"So it 'settles' the matter," said Cicely, trying to make a pun.
"Well, it shows us it's not a chest, anyhow," replied Lindsay, "though the oak bench in the passage near the top of the stairs has a kind of box under it. The seat lifts up like a lid."
There were four pieces of old furniture in the Manor which might claim to answer to the description given in the dictionary. Two were in the dining-room, one in the picture gallery, and another, as Lindsay had said, at the head of the stairs. The girls made a most lengthy and careful inspection of them all, but without the slightest result. Neither their backs nor their seats were hollow, or capable of containing anything. Three of them stood upon carved oak legs, like chairs, and though the last was made in the fashion of a chest, it proved on investigation to be absolutely empty. It was a bitter disappointment.

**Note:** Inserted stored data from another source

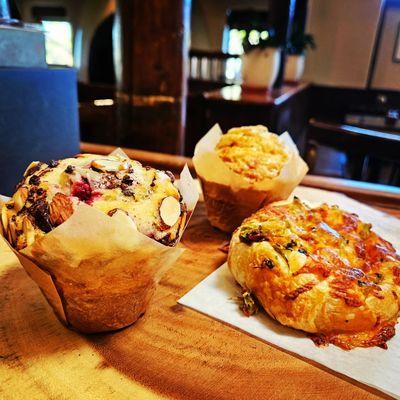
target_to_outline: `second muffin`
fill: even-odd
[[[225,232],[263,204],[286,199],[308,170],[288,133],[278,136],[262,125],[225,135],[214,126],[197,144],[193,163],[208,219]]]

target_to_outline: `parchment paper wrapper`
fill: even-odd
[[[198,191],[187,166],[177,186],[192,212]],[[163,273],[184,251],[138,232],[125,213],[109,217],[86,204],[31,246],[12,250],[58,318],[84,333],[134,323]]]
[[[231,170],[218,156],[215,147],[223,135],[218,124],[197,143],[193,164],[201,182],[207,217],[212,226],[233,232],[263,204],[284,200],[308,171],[289,133],[279,136],[289,159],[273,179],[251,183]]]

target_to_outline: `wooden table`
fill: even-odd
[[[107,147],[83,144],[104,154]],[[153,164],[185,161],[127,151]],[[400,217],[400,191],[308,177],[312,186],[361,198]],[[381,393],[177,304],[225,260],[227,236],[208,224],[203,203],[145,316],[112,334],[62,326],[15,256],[0,244],[1,399],[376,399]]]
[[[307,125],[308,83],[284,84],[280,89],[260,90],[238,85],[203,93],[205,122],[232,126],[262,124],[272,132],[290,132],[297,140]],[[204,133],[203,133],[204,134]]]
[[[257,104],[262,106],[280,106],[286,100],[301,93],[309,87],[309,83],[288,84],[285,83],[279,89],[251,89],[239,85],[225,86],[219,90],[204,93],[208,100],[220,102],[235,102],[241,104]]]

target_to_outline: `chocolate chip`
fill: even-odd
[[[14,208],[14,203],[7,203],[7,204],[6,204],[6,207],[7,207],[9,210],[11,210],[11,209]]]
[[[156,176],[155,175],[154,175],[153,180],[150,183],[150,187],[154,187],[154,186],[156,186]]]
[[[176,237],[175,239],[171,239],[171,234],[167,233],[163,238],[158,240],[161,244],[165,246],[174,246],[177,242],[178,238]]]
[[[38,196],[41,196],[43,193],[44,193],[44,189],[42,189],[42,188],[39,188],[38,190],[36,190],[36,194]]]
[[[146,171],[150,171],[150,170],[151,170],[151,167],[149,167],[148,165],[146,165],[146,166],[144,167],[144,169],[145,169]]]
[[[101,183],[107,189],[115,189],[119,185],[119,180],[116,178],[115,175],[103,175]]]
[[[39,183],[40,183],[40,178],[39,178],[37,175],[32,175],[32,176],[29,178],[29,184],[30,184],[30,185],[35,185],[35,186],[37,186],[37,185],[39,185]]]
[[[126,183],[121,184],[121,190],[125,196],[135,196],[133,191],[129,188],[129,186]]]
[[[48,165],[50,168],[55,168],[55,167],[57,167],[57,165],[58,165],[58,161],[56,161],[56,160],[50,160],[50,161],[47,163],[47,165]]]
[[[33,199],[35,198],[35,193],[36,193],[35,188],[32,188],[31,190],[29,190],[27,200],[33,201]]]
[[[67,168],[65,168],[65,173],[66,174],[72,174],[72,172],[74,172],[75,167],[73,167],[72,165],[68,165]]]
[[[124,175],[122,178],[122,183],[125,185],[132,185],[133,179],[129,175]]]
[[[129,190],[129,189],[122,189],[122,193],[125,196],[128,196],[128,197],[134,197],[135,196],[135,193],[133,193],[132,190]]]
[[[35,219],[36,225],[46,233],[50,232],[53,228],[50,223],[49,212],[49,205],[44,199],[38,200],[29,208],[29,213]]]

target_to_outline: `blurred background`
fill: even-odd
[[[399,90],[398,0],[0,0],[2,171],[80,141],[191,156],[218,122],[399,186]]]

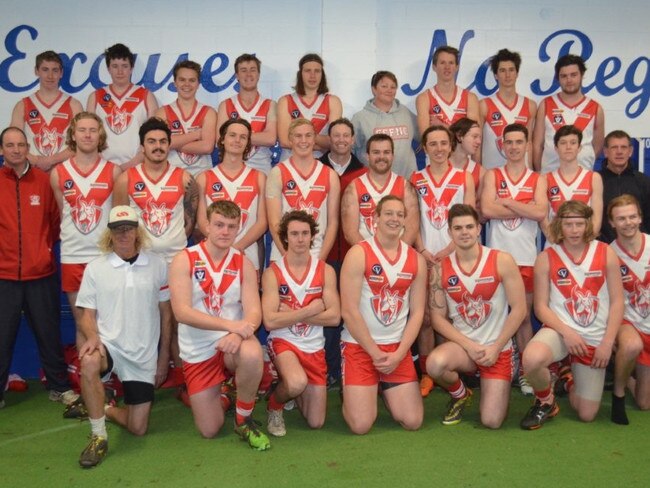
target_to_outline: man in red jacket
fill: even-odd
[[[49,176],[29,164],[25,133],[0,133],[0,408],[21,313],[36,336],[50,400],[65,404],[79,397],[70,389],[63,360],[60,294],[52,247],[59,211]]]

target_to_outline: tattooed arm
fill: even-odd
[[[199,206],[199,186],[187,171],[183,173],[183,212],[185,215],[185,235],[192,235],[196,223],[196,209]]]

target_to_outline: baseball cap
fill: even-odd
[[[115,229],[122,225],[130,225],[132,227],[138,226],[138,216],[128,205],[118,205],[113,207],[111,213],[108,215],[108,228]]]

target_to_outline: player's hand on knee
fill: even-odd
[[[84,342],[79,348],[79,359],[83,358],[87,354],[92,354],[95,351],[99,351],[99,354],[102,357],[106,357],[106,349],[104,349],[104,344],[99,339],[99,336],[95,335],[90,337]]]
[[[574,356],[586,356],[589,354],[589,349],[587,348],[587,343],[584,341],[580,335],[573,331],[568,330],[564,336],[564,344],[568,349],[569,353]]]
[[[233,321],[232,330],[230,332],[237,334],[242,339],[248,339],[255,333],[255,324],[252,324],[247,320],[235,320]]]
[[[472,344],[466,348],[466,351],[470,359],[478,364],[481,364],[481,361],[485,357],[485,347],[478,344]]]
[[[243,339],[238,334],[228,334],[222,337],[217,344],[217,351],[224,354],[237,354]]]
[[[594,351],[594,358],[591,361],[592,368],[606,368],[609,358],[612,356],[612,346],[601,343]]]

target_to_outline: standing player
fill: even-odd
[[[323,70],[323,59],[315,53],[305,54],[298,63],[294,93],[278,100],[278,140],[283,148],[282,159],[291,154],[290,124],[295,119],[307,119],[314,126],[314,151],[320,157],[330,147],[327,126],[343,114],[341,100],[331,95]]]
[[[584,202],[592,208],[592,225],[598,235],[603,221],[603,180],[600,174],[584,169],[578,162],[582,132],[573,125],[565,125],[558,129],[553,140],[560,167],[546,174],[549,208],[541,228],[547,242],[552,242],[549,223],[560,205],[568,200]]]
[[[517,78],[521,56],[519,53],[500,49],[490,59],[490,69],[499,89],[479,103],[479,125],[483,127],[481,163],[485,169],[503,166],[506,153],[503,147],[503,130],[510,124],[521,124],[532,135],[535,126],[537,104],[517,93]],[[526,146],[526,162],[532,160],[532,144]]]
[[[533,165],[536,171],[548,173],[558,168],[559,155],[553,150],[555,133],[561,127],[574,125],[583,137],[578,162],[593,169],[603,149],[605,114],[603,108],[582,94],[582,78],[587,67],[580,56],[567,54],[555,63],[555,79],[560,93],[546,97],[539,104],[533,134]]]
[[[592,215],[582,202],[563,203],[550,226],[555,244],[535,261],[533,302],[544,327],[524,351],[524,371],[535,391],[535,404],[521,421],[525,430],[539,429],[560,411],[548,367],[567,355],[571,406],[584,422],[600,408],[624,303],[618,257],[594,240]]]
[[[72,156],[72,151],[65,147],[65,135],[72,117],[83,107],[59,89],[63,61],[57,53],[45,51],[37,55],[34,73],[38,90],[16,104],[10,125],[25,132],[30,164],[49,171]]]
[[[454,168],[449,161],[456,140],[448,128],[434,125],[426,129],[422,134],[422,147],[429,164],[411,175],[411,184],[420,201],[420,234],[415,241],[415,249],[424,256],[427,267],[431,268],[454,250],[454,243],[446,231],[449,208],[455,203],[476,205],[476,196],[471,173]],[[426,314],[418,336],[422,371],[420,392],[423,397],[429,395],[434,386],[431,377],[425,373],[427,356],[433,350],[434,343],[433,330]]]
[[[415,99],[420,134],[432,125],[448,127],[461,117],[479,120],[478,98],[456,85],[459,63],[460,53],[455,47],[440,46],[433,53],[436,84]]]
[[[413,245],[419,233],[418,200],[411,184],[391,171],[393,139],[375,134],[366,143],[368,172],[352,181],[341,198],[341,228],[350,246],[375,235],[375,208],[386,195],[404,201],[407,223],[402,241]]]
[[[284,214],[278,235],[286,254],[262,278],[264,325],[280,377],[268,403],[268,430],[277,437],[287,433],[282,410],[293,398],[309,427],[320,429],[325,422],[323,327],[338,326],[341,312],[334,268],[309,253],[316,231],[316,221],[306,212]]]
[[[289,210],[304,210],[318,224],[311,254],[326,259],[334,245],[339,225],[341,190],[334,170],[314,159],[316,131],[306,119],[289,126],[292,156],[275,166],[266,181],[266,209],[273,236],[271,261],[284,254],[278,237],[278,224]]]
[[[481,211],[490,219],[487,247],[509,253],[519,266],[526,291],[526,314],[517,328],[517,350],[521,353],[533,337],[530,320],[533,306],[533,265],[537,257],[538,223],[548,213],[546,179],[526,166],[528,129],[521,124],[503,130],[506,164],[488,171],[481,194]],[[532,395],[523,369],[519,371],[519,387]]]
[[[262,62],[253,54],[242,54],[235,59],[235,77],[239,93],[219,104],[217,134],[228,119],[244,119],[253,130],[251,150],[246,165],[265,175],[271,171],[271,148],[275,145],[278,129],[276,103],[262,98],[257,89]]]
[[[212,168],[212,151],[216,139],[217,112],[196,99],[201,85],[201,65],[181,61],[174,66],[176,102],[161,107],[156,116],[171,130],[169,162],[195,178]]]
[[[454,168],[472,174],[476,203],[478,204],[481,198],[481,183],[485,170],[481,164],[472,159],[472,155],[476,154],[481,147],[481,127],[475,120],[463,117],[451,124],[449,130],[456,140],[456,148],[451,153],[449,162]]]
[[[447,342],[429,354],[427,372],[451,396],[442,423],[455,425],[472,399],[459,373],[479,370],[481,423],[498,429],[508,413],[512,336],[526,315],[524,284],[512,256],[480,244],[474,207],[454,205],[448,222],[455,251],[429,280],[433,327]]]
[[[407,430],[420,428],[424,410],[410,350],[424,316],[426,263],[400,240],[402,200],[386,196],[375,212],[374,237],[350,249],[341,270],[343,418],[355,434],[375,423],[379,388]]]
[[[630,195],[614,198],[607,216],[616,232],[611,247],[620,259],[625,291],[623,325],[616,338],[612,421],[627,425],[625,388],[635,366],[634,399],[641,410],[650,409],[650,236],[639,230],[641,206]]]
[[[104,159],[126,169],[142,162],[138,129],[156,113],[158,102],[145,87],[131,83],[135,55],[127,46],[112,45],[104,60],[111,83],[90,94],[86,110],[99,115],[107,128]]]
[[[199,187],[197,226],[208,235],[207,208],[212,202],[230,200],[241,209],[241,228],[233,246],[243,252],[260,272],[258,239],[268,228],[266,223],[266,176],[244,163],[251,151],[251,126],[244,119],[229,119],[221,125],[219,163],[196,178]]]
[[[224,423],[221,383],[226,369],[233,372],[235,432],[263,451],[271,445],[252,417],[263,365],[255,337],[262,320],[255,268],[232,247],[240,228],[237,204],[214,202],[207,212],[206,239],[178,254],[169,274],[192,415],[203,437],[218,434]]]
[[[113,206],[113,183],[120,168],[106,161],[106,131],[100,118],[79,112],[68,127],[66,144],[74,156],[50,173],[50,184],[61,211],[61,285],[68,295],[75,323],[81,309],[75,305],[86,264],[97,247]]]
[[[108,452],[106,417],[132,434],[147,433],[154,386],[165,379],[169,361],[163,353],[171,332],[167,265],[144,251],[147,237],[131,207],[113,208],[107,221],[99,246],[104,255],[86,267],[77,298],[81,393],[92,432],[79,457],[82,468]],[[122,381],[125,408],[104,405],[101,378],[111,372]]]

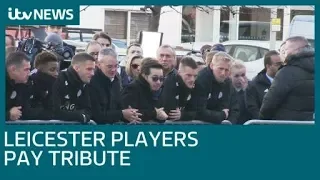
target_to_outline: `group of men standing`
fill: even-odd
[[[205,67],[191,57],[177,63],[175,50],[162,45],[156,58],[130,64],[139,70],[137,77],[131,77],[119,65],[111,44],[107,34],[95,35],[86,52],[76,54],[64,71],[57,68],[53,53],[40,53],[34,65],[37,72],[31,76],[28,57],[23,52],[10,53],[6,119],[243,124],[250,119],[313,118],[314,50],[303,37],[285,41],[285,60],[277,51],[268,52],[265,69],[252,81],[247,80],[243,63],[221,45],[212,47],[214,55],[206,59]],[[138,44],[129,46],[127,54],[143,56]]]

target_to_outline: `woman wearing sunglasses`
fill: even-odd
[[[163,67],[157,60],[145,58],[141,64],[141,73],[136,81],[122,92],[123,108],[138,109],[142,121],[166,120],[168,115],[163,108],[157,108],[159,90],[163,84]]]
[[[126,68],[125,68],[126,73],[128,74],[128,79],[129,79],[128,83],[131,83],[133,80],[138,79],[140,74],[142,59],[143,57],[140,55],[129,57],[126,64]]]

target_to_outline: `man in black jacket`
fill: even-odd
[[[286,65],[275,76],[260,109],[261,119],[312,120],[314,114],[314,50],[301,36],[285,44]]]
[[[100,50],[97,69],[90,82],[92,120],[98,124],[112,124],[123,119],[140,121],[137,110],[127,107],[121,109],[120,81],[116,76],[117,54],[111,48]]]
[[[218,52],[210,66],[199,72],[191,102],[197,109],[197,120],[214,124],[221,124],[224,120],[236,121],[239,108],[230,108],[232,83],[228,79],[232,61],[227,53]]]
[[[146,58],[141,64],[139,78],[130,83],[121,93],[123,108],[138,109],[141,121],[164,122],[168,115],[163,107],[158,107],[158,90],[163,85],[162,65],[152,58]]]
[[[269,51],[264,56],[264,69],[253,78],[247,89],[247,105],[250,119],[259,119],[262,100],[268,92],[273,78],[276,76],[282,59],[277,51]]]
[[[231,90],[231,108],[234,104],[239,105],[239,116],[234,124],[244,124],[250,119],[250,113],[247,107],[247,86],[246,67],[241,60],[235,60],[231,66],[231,75],[233,88]]]
[[[53,85],[52,103],[55,119],[87,123],[91,118],[87,84],[95,70],[95,59],[87,53],[76,54],[71,66],[62,71]]]
[[[197,74],[195,60],[184,57],[180,61],[178,73],[167,76],[160,96],[160,106],[164,107],[169,116],[167,120],[195,120],[196,111],[192,110],[188,103]]]
[[[48,119],[42,109],[31,108],[30,68],[30,59],[23,52],[13,52],[6,59],[6,120]]]
[[[30,76],[33,95],[31,106],[42,107],[49,114],[52,86],[59,74],[59,61],[53,53],[44,51],[36,55],[34,62],[37,71]]]

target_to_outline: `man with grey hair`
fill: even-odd
[[[285,62],[264,96],[261,119],[312,120],[314,113],[314,49],[301,36],[285,42]]]
[[[171,46],[160,46],[157,50],[157,60],[163,66],[165,76],[177,73],[177,70],[174,68],[176,66],[176,52]]]
[[[140,121],[136,109],[122,110],[120,104],[120,81],[117,75],[117,53],[112,48],[101,49],[97,69],[90,82],[92,120],[97,124],[113,124],[123,120]]]

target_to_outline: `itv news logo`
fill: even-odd
[[[8,8],[8,18],[12,21],[36,20],[36,21],[52,21],[52,20],[73,20],[73,9],[33,9],[31,11],[22,11],[19,8]]]

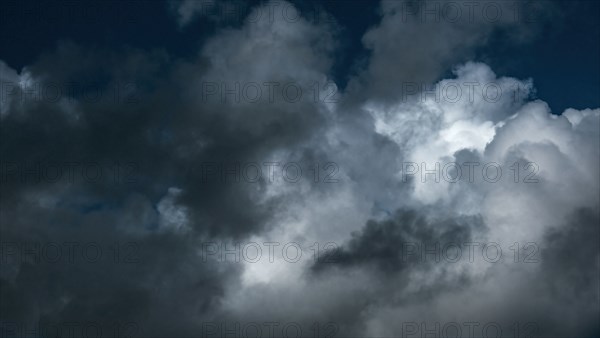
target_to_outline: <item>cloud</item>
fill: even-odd
[[[368,66],[351,86],[369,99],[393,101],[405,83],[440,80],[493,34],[526,41],[555,12],[553,6],[538,7],[535,2],[382,1],[381,22],[362,38],[371,52]]]
[[[381,223],[369,221],[361,233],[353,235],[347,249],[323,257],[314,269],[364,265],[365,268],[374,266],[383,272],[410,274],[403,270],[413,263],[423,263],[421,252],[417,253],[417,244],[422,249],[467,243],[471,241],[471,231],[484,227],[476,217],[473,220],[467,218],[466,224],[454,219],[437,222],[440,224],[429,224],[424,215],[417,215],[412,210],[400,210],[390,220]],[[432,261],[438,260],[435,254],[433,256]]]
[[[161,50],[62,42],[28,66],[24,86],[32,95],[2,108],[3,245],[15,244],[10,250],[19,253],[22,243],[91,243],[104,256],[30,264],[10,251],[2,313],[11,315],[3,320],[94,318],[105,334],[117,320],[139,324],[137,333],[146,336],[200,332],[242,273],[204,262],[201,243],[269,229],[290,198],[266,194],[267,175],[224,184],[206,177],[207,166],[259,163],[266,171],[263,163],[273,157],[301,161],[311,154],[306,140],[327,126],[329,114],[309,94],[301,102],[279,96],[272,105],[266,96],[252,104],[202,102],[202,83],[291,83],[308,93],[326,81],[331,65],[324,29],[304,20],[290,27],[281,19],[249,22],[221,32],[185,61]],[[278,48],[277,55],[266,52]],[[1,66],[3,83],[19,81]],[[58,97],[43,95],[56,86]],[[31,168],[33,174],[21,175]],[[49,179],[57,168],[58,179]],[[115,263],[115,245],[135,262]]]
[[[185,27],[202,5],[227,3],[170,10]],[[494,34],[524,43],[544,20],[455,5],[463,16],[431,21],[422,2],[382,2],[343,89],[343,28],[251,20],[273,3],[188,58],[63,41],[20,72],[0,62],[14,84],[0,117],[2,320],[94,320],[105,336],[134,322],[144,337],[270,322],[344,337],[515,321],[596,334],[600,109],[553,114],[534,79],[476,61]],[[302,175],[271,179],[265,163]],[[206,258],[207,243],[240,242],[279,246],[272,261]]]

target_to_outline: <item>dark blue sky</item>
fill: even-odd
[[[248,6],[259,3],[249,1]],[[361,37],[379,21],[377,5],[366,0],[295,1],[304,13],[316,4],[333,14],[341,26],[334,77],[345,86],[355,66],[368,57]],[[515,44],[499,36],[480,48],[476,61],[488,63],[499,75],[533,78],[537,97],[554,113],[600,106],[600,4],[597,1],[548,1],[559,8],[561,20],[548,22],[532,41]],[[195,20],[180,29],[169,3],[133,1],[2,1],[0,58],[20,70],[51,51],[61,40],[103,48],[165,49],[187,58],[204,38],[231,21],[216,24]],[[466,61],[466,60],[465,60]]]

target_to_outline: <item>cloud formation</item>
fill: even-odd
[[[200,4],[165,11],[185,28]],[[554,9],[422,6],[381,3],[346,88],[343,28],[248,19],[272,2],[189,58],[63,41],[0,61],[2,332],[597,335],[600,108],[553,112],[476,59]]]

"Can we have been mistaken about the enigma?" said Cicely, almost in tears.
"I don't believe so. What I think is, that Mrs. Wilson and Scott have been clever enough to find the money and carry it off. Perhaps there was another settle somewhere in the house, and they took it bodily away."
"Wouldn't Monica have missed it?"
"It may have been done just after Sir Giles died, and before she came to the Manor."
"Where would they put it?"
"Possibly in the lantern room, inside some hiding-place they know of."
"Then, until we can find out the secret of the lantern room, it seems to me we can't get any farther."